ARTIGOS E ENTREVISTAS

Conexão
Por Sandra Odorico, Aikikai Hombu Dojô

Quando treinamos Aikidô, simplesmente levamos a nós mesmos para cima do tatami. Nesse momento, já se perguntou quem realmente você é? Existem fatos indiscutíveis a respeito de si próprios. São, por exemplo, o tamanho de seu corpo, seu sexo, sua nacionalidade. O ambiente, valores próprios, crenças também são fatores que nos caracterizam. Seres humanos são animais assustadoramente complexos. Acredito que o Aikidô nos mostra o nosso verdadeiro íntimo. É uma maneira de nos mostrar o que realmente nos é importante, ajudando-nos a encontrar a resposta para a questão: afinal quem diabos somos. Então existe o ponto que achamos que entendemos o que está acontecendo. Existe a expressão "animal adaptável" e todo mundo gosta de se sentir adaptado. No final das contas, tudo não é reconfortante quando se pega o ritmo? Esse conforto, entretanto, pode levar-nos ao grilhão. Uma vez que se tenha consciência dos fatores que fazem de nós o que nós somos, temos que verificar se estes conceitos possibilitam nosso desenvolvimento. E depois? Acho que tudo o que falei até aqui pode ser aceito genericamente por muitas pessoas, mas aí vem a questão: de que maneira se pode entrar no tatami e fazer daquele treino algo significativo para ambas as partes?

Eu quis escrever isto porque de vez em quando, após o treino as pessoas com quem treinei me perguntam: "Você sempre treina assim?" e eu respondo: "Hmmm, sim, é sempre desse jeito.". Provavelmente não é a primeira nem a última vez que meus companheiros acham que eu sou (por favor, coloquem aqui um adjetivo que mais lhe agrade). Então outras pessoas riem e querem treinar novamente comigo. Se quiserem ler, vou escrever o que eu tenho vontade de fazer. Quero fazer um treino que tenha significado. Estou tentando não me deixar atar por conceitos não percebidos. A única maneira de transcender a fatos tais como: sou mulher, tenho 1,60m, odeio o violência e amo chocolates é lembrar minha essência e concentrar-me o mais possível no parceiro.

Quando se concentra demais em si próprio ou quando somos influenciados demais pelos outros ou quando nos preocupamos demais com os outros, a conexão é rompida. A relação humana é muito importante.

Durante o treino, uma possível analogia é imaginar que eu e meu companheiro(a) de treino estamos andando juntos no caminho do waza.

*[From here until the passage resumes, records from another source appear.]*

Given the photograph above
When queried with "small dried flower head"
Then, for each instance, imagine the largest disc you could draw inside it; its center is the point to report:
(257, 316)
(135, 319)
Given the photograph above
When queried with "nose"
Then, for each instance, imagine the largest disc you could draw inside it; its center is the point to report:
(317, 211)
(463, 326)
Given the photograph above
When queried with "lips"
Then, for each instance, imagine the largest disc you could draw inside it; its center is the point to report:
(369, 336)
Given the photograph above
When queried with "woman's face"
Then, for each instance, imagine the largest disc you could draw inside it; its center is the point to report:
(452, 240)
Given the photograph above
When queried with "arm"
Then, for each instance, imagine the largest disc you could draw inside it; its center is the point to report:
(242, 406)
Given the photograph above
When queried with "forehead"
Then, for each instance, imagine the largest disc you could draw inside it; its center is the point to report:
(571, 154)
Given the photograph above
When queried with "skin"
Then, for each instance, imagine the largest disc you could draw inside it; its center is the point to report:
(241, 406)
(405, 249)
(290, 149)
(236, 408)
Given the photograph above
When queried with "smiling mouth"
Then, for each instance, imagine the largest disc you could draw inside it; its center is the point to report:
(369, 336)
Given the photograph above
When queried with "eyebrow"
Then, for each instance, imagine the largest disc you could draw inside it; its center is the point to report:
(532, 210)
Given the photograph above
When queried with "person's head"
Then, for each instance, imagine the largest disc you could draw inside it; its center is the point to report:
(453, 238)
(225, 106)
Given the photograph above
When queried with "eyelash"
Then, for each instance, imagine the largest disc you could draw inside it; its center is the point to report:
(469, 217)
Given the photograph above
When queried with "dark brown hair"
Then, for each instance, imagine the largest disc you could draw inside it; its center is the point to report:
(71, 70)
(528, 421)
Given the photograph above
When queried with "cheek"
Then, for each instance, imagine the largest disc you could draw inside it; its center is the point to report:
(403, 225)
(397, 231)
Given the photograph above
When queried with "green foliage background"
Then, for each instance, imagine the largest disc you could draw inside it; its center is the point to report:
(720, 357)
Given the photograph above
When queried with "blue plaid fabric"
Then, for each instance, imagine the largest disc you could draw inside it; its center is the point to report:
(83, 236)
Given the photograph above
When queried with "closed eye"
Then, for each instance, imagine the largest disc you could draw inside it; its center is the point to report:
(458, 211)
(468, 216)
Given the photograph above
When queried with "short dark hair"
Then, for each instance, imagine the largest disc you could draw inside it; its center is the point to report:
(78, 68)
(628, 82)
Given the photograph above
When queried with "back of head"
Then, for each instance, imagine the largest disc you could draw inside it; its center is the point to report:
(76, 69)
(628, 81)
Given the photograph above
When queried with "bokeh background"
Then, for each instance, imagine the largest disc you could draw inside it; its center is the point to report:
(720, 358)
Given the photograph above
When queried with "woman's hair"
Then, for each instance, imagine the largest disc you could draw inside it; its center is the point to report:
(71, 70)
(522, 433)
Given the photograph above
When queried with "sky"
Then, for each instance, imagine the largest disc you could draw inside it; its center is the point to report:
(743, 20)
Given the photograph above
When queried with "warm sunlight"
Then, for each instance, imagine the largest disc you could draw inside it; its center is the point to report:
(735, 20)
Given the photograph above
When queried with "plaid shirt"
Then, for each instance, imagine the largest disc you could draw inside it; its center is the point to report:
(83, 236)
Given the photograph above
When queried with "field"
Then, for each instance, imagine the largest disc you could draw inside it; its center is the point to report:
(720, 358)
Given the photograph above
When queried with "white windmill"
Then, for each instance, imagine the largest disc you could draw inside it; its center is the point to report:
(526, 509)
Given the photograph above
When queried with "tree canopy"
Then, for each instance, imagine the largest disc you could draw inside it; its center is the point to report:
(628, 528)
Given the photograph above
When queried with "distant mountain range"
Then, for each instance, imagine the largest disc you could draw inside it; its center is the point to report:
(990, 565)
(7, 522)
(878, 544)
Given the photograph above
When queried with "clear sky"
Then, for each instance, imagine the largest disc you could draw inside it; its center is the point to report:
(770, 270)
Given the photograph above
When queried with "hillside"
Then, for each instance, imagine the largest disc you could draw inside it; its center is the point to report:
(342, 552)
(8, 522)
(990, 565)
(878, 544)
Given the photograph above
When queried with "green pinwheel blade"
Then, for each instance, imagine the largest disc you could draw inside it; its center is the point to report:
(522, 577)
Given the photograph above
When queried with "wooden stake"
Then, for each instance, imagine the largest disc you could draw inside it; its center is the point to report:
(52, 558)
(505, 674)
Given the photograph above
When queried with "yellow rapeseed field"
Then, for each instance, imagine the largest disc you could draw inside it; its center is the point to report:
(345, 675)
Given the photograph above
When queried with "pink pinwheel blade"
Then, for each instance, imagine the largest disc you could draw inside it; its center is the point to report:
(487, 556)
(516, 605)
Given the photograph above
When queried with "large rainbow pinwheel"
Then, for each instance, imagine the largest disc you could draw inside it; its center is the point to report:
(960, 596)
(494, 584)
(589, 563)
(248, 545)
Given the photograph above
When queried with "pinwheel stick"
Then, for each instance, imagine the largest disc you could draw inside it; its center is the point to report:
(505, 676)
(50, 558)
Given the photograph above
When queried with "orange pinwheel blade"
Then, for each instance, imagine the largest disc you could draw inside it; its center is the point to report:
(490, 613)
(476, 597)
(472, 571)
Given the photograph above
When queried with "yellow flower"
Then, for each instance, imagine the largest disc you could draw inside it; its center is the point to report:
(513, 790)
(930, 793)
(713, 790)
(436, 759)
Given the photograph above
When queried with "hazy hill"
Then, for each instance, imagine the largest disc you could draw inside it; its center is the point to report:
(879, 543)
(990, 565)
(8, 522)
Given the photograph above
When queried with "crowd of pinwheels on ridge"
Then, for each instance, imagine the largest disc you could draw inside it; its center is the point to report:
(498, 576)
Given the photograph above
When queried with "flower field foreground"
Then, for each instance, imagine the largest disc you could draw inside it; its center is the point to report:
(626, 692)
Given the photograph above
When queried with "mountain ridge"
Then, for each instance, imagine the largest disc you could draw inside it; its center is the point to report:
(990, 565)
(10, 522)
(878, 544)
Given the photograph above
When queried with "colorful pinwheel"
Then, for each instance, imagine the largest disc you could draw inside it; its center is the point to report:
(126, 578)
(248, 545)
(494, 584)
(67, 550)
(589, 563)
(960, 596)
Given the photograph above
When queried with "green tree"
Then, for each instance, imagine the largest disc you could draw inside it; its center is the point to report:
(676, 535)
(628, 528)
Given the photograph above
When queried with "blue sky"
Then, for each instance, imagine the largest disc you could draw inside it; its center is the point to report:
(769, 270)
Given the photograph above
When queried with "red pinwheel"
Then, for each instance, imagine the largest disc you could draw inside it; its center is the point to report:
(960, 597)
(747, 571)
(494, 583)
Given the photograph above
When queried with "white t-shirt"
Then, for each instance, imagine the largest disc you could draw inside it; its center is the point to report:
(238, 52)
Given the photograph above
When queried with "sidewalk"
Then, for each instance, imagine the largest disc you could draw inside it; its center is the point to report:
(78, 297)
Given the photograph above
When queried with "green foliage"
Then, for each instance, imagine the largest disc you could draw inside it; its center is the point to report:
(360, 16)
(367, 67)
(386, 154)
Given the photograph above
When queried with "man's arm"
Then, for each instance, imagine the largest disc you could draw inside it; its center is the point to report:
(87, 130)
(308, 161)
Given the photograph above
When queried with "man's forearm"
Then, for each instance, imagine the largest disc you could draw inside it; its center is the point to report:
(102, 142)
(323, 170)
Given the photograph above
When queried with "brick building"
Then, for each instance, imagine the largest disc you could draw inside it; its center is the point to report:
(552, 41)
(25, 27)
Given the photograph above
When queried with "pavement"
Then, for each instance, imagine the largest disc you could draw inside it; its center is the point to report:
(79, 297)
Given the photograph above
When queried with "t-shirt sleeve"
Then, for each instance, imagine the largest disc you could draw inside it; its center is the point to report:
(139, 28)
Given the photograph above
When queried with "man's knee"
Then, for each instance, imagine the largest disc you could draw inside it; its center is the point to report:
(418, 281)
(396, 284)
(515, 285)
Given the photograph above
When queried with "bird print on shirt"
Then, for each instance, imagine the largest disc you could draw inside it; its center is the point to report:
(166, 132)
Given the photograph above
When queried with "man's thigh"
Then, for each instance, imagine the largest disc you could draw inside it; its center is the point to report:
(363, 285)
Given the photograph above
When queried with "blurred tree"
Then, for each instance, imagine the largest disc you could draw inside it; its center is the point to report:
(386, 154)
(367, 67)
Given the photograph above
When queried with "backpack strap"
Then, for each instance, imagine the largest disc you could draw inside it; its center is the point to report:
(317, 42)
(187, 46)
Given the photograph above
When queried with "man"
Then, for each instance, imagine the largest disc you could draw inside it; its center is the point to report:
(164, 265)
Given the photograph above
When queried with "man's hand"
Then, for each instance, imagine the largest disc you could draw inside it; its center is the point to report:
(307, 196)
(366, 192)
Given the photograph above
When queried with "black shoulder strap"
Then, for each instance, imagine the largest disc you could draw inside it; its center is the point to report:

À medida que vamos pelo caminho, é uma possibilidade que ele/ela se vire repentinamente e me ataque (claro que torço para que isso não aconteça). Mas absolutamente não quero manter o estado de esperar esse ataque com as mãos nos bolsos segurando uma arma. Eu sempre começo o treino com o intuito de fazer algo juntos.

Por isso vamos juntos nesse caminho. Tanto quanto possível, mantenho o pensamento no fato de estarmos juntos. Creio que esse meu pensamento fica muito claro no meu "grudento" ukemi. A insistência de ficar grudado é também a vontade de manter a minha conexão. Querer manter a conexão tem o significado de querer estar lá, pelo meu parceiro. Mas não deixa de ser um método estranho, em que se dando, recebe e que se consegue, aceitando. É uma espécie de associação construtiva na qual há possibilidades de se aventurar. Acho que o ponto onde termina um especial tipo de exploração é o ponto da queda. Fazer um ukemi é uma conseqüência lógica do caminho em comum, mas não é uma conclusão pré-determinada no início da caminhada. É por isso que acho no mínimo interessante o fato de irmos pelo caminho do waza e de ficar o maior tempo possível juntos. Penso, esperançosa, que essa conexão pode dar pistas para responder à pergunta: "Quem é você?".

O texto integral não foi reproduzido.